Lebaran 2016, Kunjungan Wisata Gunungkidul Mengalami Penurunan

Agregasi Pikiran Rakyat, Jurnalis · Selasa 12 Juli 2016 10:34 WIB
https: img.okezone.com content 2016 07 12 406 1436024 lebaran-2016-kunjungan-wisata-gunungkidul-mengalami-penurunan-7zFxOISG6f.jpg Gua Pindul di Bantul, Yogyakarta (foto: initempatwisata.com)

YOGYAKARTA - Selama libur Lebaran mulai Senin 4 Juli 2016 sampai Senin 11 Juli 2016, Dinas Kebudayaan dan Pariwisata (Disbudpar) mencatat kenaikan jumlah pengunjung ataupun wisatawan yang berkunjung ke obyek wisata di Gunungkidul.

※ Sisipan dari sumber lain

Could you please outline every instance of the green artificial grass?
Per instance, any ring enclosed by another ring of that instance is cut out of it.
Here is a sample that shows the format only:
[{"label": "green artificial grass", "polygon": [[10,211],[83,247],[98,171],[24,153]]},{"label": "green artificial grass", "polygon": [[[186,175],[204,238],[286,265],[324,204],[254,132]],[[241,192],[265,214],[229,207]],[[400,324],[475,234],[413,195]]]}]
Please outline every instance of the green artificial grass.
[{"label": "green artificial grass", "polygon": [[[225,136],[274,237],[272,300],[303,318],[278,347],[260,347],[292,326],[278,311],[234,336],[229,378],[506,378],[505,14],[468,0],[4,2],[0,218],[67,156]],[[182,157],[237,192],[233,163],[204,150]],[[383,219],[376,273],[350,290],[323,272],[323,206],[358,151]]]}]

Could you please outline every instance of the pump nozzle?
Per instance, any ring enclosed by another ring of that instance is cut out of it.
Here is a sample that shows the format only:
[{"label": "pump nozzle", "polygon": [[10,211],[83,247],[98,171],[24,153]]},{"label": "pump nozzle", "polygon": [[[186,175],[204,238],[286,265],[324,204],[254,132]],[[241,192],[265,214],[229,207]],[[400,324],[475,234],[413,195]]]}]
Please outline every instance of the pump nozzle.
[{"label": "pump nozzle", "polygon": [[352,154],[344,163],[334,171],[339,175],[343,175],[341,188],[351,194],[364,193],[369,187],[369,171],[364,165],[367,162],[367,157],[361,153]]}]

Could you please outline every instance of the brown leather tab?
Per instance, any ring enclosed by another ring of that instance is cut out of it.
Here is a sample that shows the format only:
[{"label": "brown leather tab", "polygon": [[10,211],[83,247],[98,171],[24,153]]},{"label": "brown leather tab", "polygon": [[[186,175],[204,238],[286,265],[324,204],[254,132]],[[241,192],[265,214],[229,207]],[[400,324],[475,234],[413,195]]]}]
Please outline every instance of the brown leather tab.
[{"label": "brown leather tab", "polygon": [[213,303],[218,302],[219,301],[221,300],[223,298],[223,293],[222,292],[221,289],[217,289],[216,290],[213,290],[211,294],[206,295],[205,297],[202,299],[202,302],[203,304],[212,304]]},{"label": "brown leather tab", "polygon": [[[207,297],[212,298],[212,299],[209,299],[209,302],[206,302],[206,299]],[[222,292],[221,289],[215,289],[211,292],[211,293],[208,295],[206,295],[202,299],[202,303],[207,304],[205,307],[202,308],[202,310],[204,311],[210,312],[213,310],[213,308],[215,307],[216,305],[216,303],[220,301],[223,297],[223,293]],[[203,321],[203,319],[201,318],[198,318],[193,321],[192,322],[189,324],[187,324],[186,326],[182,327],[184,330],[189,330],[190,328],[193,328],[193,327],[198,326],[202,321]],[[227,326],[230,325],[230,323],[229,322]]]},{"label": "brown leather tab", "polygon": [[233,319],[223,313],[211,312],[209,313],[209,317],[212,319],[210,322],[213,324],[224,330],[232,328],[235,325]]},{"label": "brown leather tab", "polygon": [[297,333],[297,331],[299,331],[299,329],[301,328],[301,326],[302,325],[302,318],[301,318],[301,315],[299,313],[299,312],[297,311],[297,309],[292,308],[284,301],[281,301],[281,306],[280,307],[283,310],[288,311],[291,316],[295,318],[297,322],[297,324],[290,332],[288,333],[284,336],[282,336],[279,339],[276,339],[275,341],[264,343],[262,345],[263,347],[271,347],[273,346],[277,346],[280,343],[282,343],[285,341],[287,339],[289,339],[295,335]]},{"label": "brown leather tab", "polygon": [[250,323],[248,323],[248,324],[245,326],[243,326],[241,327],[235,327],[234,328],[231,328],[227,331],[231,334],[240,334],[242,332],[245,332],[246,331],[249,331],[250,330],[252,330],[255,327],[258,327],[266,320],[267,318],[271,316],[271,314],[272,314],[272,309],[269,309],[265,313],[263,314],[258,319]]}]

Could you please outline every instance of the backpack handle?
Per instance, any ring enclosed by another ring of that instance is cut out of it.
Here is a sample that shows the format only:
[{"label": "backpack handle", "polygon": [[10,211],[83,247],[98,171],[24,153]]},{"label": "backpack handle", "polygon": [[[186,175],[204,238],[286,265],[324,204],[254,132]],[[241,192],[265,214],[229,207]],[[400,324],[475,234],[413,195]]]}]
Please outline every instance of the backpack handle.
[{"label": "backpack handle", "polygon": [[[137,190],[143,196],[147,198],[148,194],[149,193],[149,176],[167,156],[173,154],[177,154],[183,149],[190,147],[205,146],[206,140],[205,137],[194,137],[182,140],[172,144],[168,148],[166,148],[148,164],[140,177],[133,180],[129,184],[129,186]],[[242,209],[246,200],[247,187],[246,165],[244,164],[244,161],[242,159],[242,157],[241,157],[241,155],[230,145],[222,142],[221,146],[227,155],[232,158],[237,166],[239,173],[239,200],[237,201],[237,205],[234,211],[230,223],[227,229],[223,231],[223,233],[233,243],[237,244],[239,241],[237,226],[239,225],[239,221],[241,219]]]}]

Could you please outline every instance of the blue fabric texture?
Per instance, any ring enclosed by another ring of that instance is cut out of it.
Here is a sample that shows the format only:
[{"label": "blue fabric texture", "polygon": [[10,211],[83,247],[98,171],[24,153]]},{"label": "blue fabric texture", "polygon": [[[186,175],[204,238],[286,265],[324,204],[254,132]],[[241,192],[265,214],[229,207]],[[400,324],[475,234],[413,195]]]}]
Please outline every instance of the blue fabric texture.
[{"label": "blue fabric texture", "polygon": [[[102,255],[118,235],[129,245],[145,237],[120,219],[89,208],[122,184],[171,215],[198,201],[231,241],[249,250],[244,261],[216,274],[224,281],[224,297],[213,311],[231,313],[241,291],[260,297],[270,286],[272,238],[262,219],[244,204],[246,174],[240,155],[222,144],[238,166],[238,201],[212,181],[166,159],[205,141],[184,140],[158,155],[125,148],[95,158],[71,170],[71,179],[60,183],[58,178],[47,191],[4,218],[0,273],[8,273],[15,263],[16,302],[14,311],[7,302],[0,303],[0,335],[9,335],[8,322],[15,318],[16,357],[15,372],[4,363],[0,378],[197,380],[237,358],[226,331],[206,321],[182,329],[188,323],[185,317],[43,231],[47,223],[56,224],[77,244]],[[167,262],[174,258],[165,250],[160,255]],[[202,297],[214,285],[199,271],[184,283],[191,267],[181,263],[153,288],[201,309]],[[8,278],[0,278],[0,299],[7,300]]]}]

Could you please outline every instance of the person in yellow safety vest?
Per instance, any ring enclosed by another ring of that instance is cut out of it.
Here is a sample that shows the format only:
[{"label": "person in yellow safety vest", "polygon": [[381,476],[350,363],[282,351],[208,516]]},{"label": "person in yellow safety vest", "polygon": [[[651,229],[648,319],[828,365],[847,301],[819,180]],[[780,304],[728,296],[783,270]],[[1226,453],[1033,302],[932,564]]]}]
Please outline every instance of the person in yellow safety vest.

Kepala Bidang Pengembangan Produk Wisata Disbudpar Kabupaten Gunungkidul, Harry Sukmono, menuturkan, sebanyak 250.000 wisatawan berkunjung ke sejumlah destinasi wisata di Gunungkidul.

"Sebanyak kurang lebih 199.000 wisatawan terpantau dari pos retribusi, ditambah 30-40 persen sisanya atau sebanyak 51.000 dari non retribusi. Total jumlah wisatawan yang berkunjung sebanyak 250.000 wisatawan," ucapnya, seperti dikutip dari PR Online.

Harry mengatakan, meskipun masih belum mencapai target sebanyak 350.000 wisatawan, namun pihaknya optimis dapat mencapai angka tersebut, karena wisatawan masih terus berdatangan sampai H+7 lebaran. "Jumlah ini pun terus bertambah sampai H+7 mendatang, atau tanggal 13 mendatang," ujar Harry.

Kunjungan wisatawan untuk libur lebaran pada tahun 2016 ini sementara turun dibandingkan tahun 2015 lalu sebanyak 362.000 wisatawan dari 345 dari target yang telah ditentukan.

Harry mengatakan, penurunan ini dikarenakan hari raya Lebaran jatuh pada hari Rabu-Kamis sehingga kunjungan wisatawan lebih pendek,sementara Lebaran tahun lalu jatuh pada Jumat-Sabtu dengan libur lebih panjang. "Sementara itu, untuk jumlah retribusi yang telah didapatkan, hingga kini berjumlah sebesar Rp 1,57 miliar," ucapnya.

Sementara itu, Kepala Pelaksana Badan Penanggulangan Bencana Daerah (BPBD) Kabupaten Gunungkidul, Budhi Harjo, menghimbau kepada wisatawan untuk berhati-hati dan waspada ketika berada di obyek wisata khususnya pantai.

Pasalnya, di bulan ini sebenarnya sudah masuk musim kemarau. Namun karena pengaruh suhu tekanan tinggi dari Benua Australia sehingga ada Lalina. “Sehingga ada kemarau basah atau pada saat kemarau terjadi hujan. Ini (fenomena) sampai kapan? Kelihatannya sepanjang akhir tahun ini hujan masih ada,” katanya.